李輔國的授典敲定在了寶應二年的元日正午舉行,寓意寶應開年,萬象更新,聖上恩澤大唐功臣,君臣共創大唐輝煌。

朝會結束,朝臣散去,無一人敢交頭接耳,當著李輔國的麵議論些什麽。

李輔國抱著幼小的均王,臨走前意味深長地看了李豫一眼,心滿意足地離開。馬夫蕭息跟在李輔國身後,始終保持半丈的距離,不遠不近。

李豫癱坐在龍椅上,目光沒有離開宣政殿的大門,李輔國和馬夫蕭息的身影始終縈繞在他眼前。

這一日傍晚,長安的大街小巷熱鬧非凡,家家戶戶張燈結彩,準備一同跨過寶應元年的年終歲末,祈福之後的年年歲歲。

一座不起眼的小客棧門口,一隻穿著江南青靴的腳從門檻後邁了出來,在薄薄的白雪上踩下了第一個腳印。

這個盲客一手撐著一把折了邊,一看就是修修補補過很多次的油傘,麵無表情地走在長安的大街上。

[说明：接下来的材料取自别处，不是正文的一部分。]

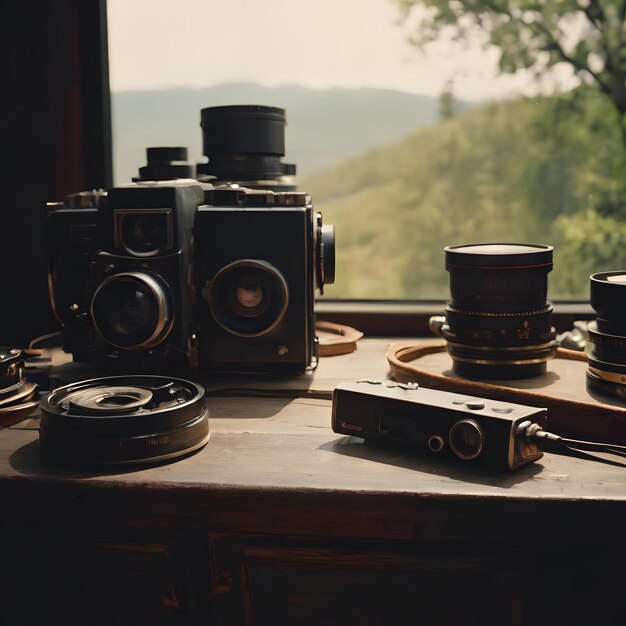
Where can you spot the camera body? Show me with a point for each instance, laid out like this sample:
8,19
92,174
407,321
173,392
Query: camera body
259,255
141,304
194,274
71,235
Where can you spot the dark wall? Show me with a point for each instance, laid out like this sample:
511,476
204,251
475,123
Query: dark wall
55,135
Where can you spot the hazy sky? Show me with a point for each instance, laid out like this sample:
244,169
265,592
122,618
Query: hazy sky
316,43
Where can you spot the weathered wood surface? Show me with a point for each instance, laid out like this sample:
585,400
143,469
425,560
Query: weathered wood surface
274,465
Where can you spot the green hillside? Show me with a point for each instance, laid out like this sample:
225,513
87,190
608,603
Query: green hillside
547,170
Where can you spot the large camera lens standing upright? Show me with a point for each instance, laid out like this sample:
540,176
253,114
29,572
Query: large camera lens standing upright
606,350
245,144
498,321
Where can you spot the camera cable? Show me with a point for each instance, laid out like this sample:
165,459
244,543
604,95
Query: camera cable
551,442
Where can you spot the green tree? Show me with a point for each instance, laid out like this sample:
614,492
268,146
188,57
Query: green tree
587,35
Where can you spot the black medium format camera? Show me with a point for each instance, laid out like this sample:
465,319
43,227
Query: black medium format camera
172,271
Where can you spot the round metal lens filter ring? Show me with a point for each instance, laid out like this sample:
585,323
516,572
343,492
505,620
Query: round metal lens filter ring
123,419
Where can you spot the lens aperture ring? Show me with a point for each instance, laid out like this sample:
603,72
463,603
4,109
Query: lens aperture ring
502,355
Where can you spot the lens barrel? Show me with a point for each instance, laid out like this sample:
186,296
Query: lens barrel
244,143
606,348
498,319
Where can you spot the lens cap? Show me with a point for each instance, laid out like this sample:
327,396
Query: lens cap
123,419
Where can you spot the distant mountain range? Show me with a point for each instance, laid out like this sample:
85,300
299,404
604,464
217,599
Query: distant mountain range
324,127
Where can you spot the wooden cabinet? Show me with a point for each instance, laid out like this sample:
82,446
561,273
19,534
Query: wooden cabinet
265,581
121,578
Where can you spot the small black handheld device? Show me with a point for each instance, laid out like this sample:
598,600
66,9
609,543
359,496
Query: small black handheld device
439,423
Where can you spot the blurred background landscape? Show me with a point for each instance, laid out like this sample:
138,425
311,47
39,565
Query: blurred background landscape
404,149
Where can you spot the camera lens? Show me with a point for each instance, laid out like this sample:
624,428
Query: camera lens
606,349
132,310
466,439
248,297
244,143
498,321
144,233
166,163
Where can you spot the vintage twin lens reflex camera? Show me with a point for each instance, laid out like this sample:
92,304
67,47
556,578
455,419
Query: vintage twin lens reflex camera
263,253
172,271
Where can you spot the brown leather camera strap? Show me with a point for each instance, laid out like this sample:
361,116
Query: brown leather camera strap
336,339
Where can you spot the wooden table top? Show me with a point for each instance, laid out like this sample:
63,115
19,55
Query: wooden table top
274,447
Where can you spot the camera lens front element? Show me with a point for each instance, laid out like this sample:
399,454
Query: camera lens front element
498,320
466,439
132,310
606,348
248,297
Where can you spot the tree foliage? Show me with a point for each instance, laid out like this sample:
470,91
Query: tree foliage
587,35
546,170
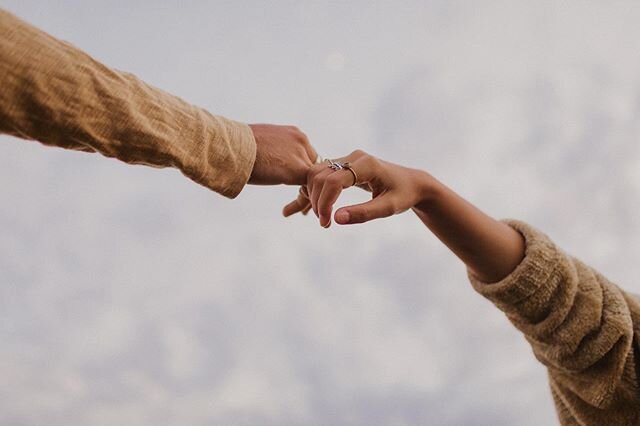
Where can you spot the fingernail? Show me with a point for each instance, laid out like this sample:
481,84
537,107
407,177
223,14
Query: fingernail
342,216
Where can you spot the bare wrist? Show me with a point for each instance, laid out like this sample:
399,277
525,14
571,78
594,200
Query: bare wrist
430,188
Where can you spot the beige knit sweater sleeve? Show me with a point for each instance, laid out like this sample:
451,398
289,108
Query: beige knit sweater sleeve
54,93
581,326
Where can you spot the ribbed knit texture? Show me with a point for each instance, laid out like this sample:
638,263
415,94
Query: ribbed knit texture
54,93
581,327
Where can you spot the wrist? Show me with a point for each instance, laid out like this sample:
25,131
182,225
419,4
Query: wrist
429,188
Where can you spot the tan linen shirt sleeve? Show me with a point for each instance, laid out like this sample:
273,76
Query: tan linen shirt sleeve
56,94
581,326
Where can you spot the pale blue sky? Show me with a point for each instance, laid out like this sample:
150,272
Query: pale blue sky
132,296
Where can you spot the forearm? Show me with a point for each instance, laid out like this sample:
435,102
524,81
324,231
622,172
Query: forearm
58,95
490,249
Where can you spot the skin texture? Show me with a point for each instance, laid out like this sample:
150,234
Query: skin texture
283,155
489,248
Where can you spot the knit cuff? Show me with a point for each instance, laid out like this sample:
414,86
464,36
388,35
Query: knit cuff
536,269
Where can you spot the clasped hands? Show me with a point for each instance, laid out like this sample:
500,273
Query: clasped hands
284,155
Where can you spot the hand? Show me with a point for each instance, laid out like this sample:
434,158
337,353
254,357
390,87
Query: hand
283,155
394,189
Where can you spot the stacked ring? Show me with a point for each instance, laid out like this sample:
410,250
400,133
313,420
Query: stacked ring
337,166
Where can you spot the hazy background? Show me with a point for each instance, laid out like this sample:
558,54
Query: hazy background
133,296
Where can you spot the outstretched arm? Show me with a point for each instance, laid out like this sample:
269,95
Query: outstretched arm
580,325
54,93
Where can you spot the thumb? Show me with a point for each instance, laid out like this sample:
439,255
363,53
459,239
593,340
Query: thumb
379,207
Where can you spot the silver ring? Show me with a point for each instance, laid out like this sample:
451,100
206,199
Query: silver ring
336,165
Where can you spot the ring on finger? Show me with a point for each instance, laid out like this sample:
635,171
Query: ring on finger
348,166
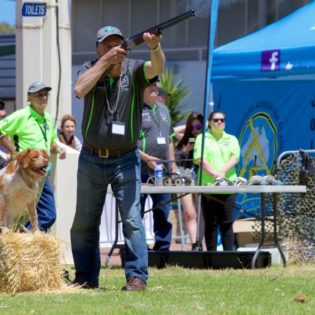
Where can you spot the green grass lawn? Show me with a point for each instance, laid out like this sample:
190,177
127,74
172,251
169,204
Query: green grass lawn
177,290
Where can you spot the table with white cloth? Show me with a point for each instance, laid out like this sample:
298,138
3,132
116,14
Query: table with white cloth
263,190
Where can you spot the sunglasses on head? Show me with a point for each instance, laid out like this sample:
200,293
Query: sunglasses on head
218,119
196,127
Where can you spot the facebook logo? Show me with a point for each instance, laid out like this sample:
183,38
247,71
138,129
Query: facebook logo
270,60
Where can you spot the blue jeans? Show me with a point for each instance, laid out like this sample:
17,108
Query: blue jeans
46,208
94,175
161,226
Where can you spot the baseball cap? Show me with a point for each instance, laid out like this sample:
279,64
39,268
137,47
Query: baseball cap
37,86
154,80
107,31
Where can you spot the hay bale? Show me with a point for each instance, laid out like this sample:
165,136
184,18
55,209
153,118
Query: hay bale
29,262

另一個冷著一張臉,好像比冬夜還要再冷上幾分的人與盲客並排走在雪地裏。

“聖人召見。”

“到時候了?”

“嗯。”

“好。”盲客眼皮閉上,在思考著什麽。

“怎麽了?”冷驚問道。

“也不知道聖人長什麽樣?可惜我瞧不見……”

大明宮一角的祠樓裏,李豫盤腿坐著,看著案桌上層次有別的七個牌位,不知在想些什麽。

“人還沒到?”

程元振從黑暗中走了出來:“斥候報,兩人已在長安主街,算著時辰,這下便該到了。隻是……”

“隻是什麽?”

“隻是聖人在先皇祖們的安息之地——天家的祠樓召見臣和那兩人,是不是……”

“外姓賊人都盯上了我李家的宗祠祖廟,這算什麽?”李豫幽幽地說道。

厚重的大門被推開。

舉著破油傘的盲客沒料到門檻有那麽高,要不是借著破爛油傘拄地,險些摔倒。

冷驚看看蒲團上跪著的聖人,暗暗吃驚,緩緩吐出一口氣。

聖人看了看程元振,眉頭微皺。

程元振摸摸自己凍得通紅的耳朵,神態很是不自然。

他已經把冷驚告訴自己的話原原本本地轉述給了聖人,要是這個盲客並沒有冷驚描述的那樣有武功絕學,那他自己也逃不了幹係,必定受到聖人的責罰。

厚重的祠樓大門在鄧奇與冷驚進去後,緩緩地合上了。